In financing, German securities services provider DekaBank has arranged a €117.3m loan facility for KWASA Goodman Germany, a co-investment between Goodman and Malaysia's Employee Provident Fund (Malaysia), to finance three logistics facilities in Germany.
pbb Deutsche Pfandbriefbank jointly underwrote the loan facility with DekaBank acting as arranger. The loan was structured as a forward facility with three different drawdowns upon the completion of each asset.
The first property consists of a modern logistics asset located in Ergolding (Bavaria) and fully let to BMW until 2032. Two further assets are located in Marl and let to the Metro Group on long leases. The Metro properties, with a combined area of approximately 235,000 sqm, make them one of the largest logistics assets in Europe.
A recent report by property advisers CBRE highlights how, following last year’s major portfolio transactions (including Hansteen, Logicor), the shortage of suitable logistics properties has intensified yet further. Transaction volume in the 1st half year was €3.2bn, 41% below the record year of 2017.
This is still the second-best midyear result of all time according to Colliers International, which gave the same numbers, and BNP Paribas Real Estate (€3bn, -47%). CBRE confirmed that investor interest in the segment remains very high, particularly among foreign investors who make up 72% of investors in the segment, higher than in any other asset class.
Colliers has observed a slowdown in yield compression and sees peak value unchanged at 4.65% since the end of 2017. In contrast, the gross yield for increasingly popular industrial properties fell by 10 basis points to 5.9%. CBRE also forecasts that the current peak yields of 4.35% will fall in smaller steps as the year progresses.

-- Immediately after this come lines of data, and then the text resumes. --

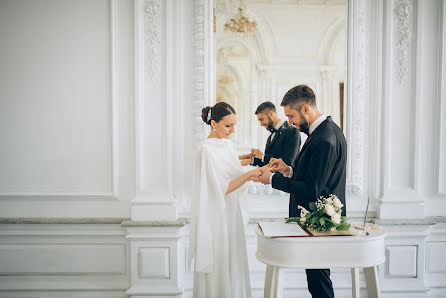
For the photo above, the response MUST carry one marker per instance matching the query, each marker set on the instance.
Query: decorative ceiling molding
(359, 81)
(152, 35)
(402, 13)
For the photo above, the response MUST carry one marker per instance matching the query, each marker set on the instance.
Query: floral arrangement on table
(325, 215)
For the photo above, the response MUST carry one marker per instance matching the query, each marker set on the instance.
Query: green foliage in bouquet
(325, 215)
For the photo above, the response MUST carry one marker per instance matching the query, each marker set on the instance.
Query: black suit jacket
(284, 145)
(319, 169)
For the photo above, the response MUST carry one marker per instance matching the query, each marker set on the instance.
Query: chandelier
(240, 24)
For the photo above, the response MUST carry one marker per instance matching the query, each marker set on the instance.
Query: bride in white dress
(219, 212)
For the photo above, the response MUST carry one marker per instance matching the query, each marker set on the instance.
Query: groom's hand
(257, 153)
(278, 165)
(265, 177)
(245, 156)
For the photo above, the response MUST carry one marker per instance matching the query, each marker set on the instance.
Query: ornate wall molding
(202, 65)
(402, 14)
(358, 96)
(152, 37)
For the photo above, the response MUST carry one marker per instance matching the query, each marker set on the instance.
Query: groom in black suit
(319, 169)
(283, 142)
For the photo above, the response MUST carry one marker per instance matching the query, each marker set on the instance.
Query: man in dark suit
(283, 142)
(319, 169)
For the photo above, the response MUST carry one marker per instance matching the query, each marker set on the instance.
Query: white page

Hubert Reck, co-head of industrial & logistics investment at Colliers, commented: 'As expected, it proved impossible to exceed the outstanding results of the previous year (H1 2017: €5.4bn), which can primarily be attributed to several large-volume portfolio deals. Nevertheless, 2018 mid-year results significantly outperformed previous H1 results. Industrial and logistics investment volume is double the five-year average, for example, making it the second-highest result ever recorded.'
Peter Kunz, co-head of industrial & logistics at Colliers, added, 'The main problem continues to be insufficient supply. Development sites are particularly scarce in conurbations with construction costs increasing every year, which in turn has an impact on long-term rent trends. You also have the fact that municipalities prefer residential and office developments over pure logistics projects.'
Traditional logistics properties, which accounted for more than two-thirds of total investment volume, were not the only asset class to meet with investor interest. Industrial properties and business parks once again proved to be a coveted investment target as well, generating over €1bn in the first half of the year and doubling their share in total investment volume.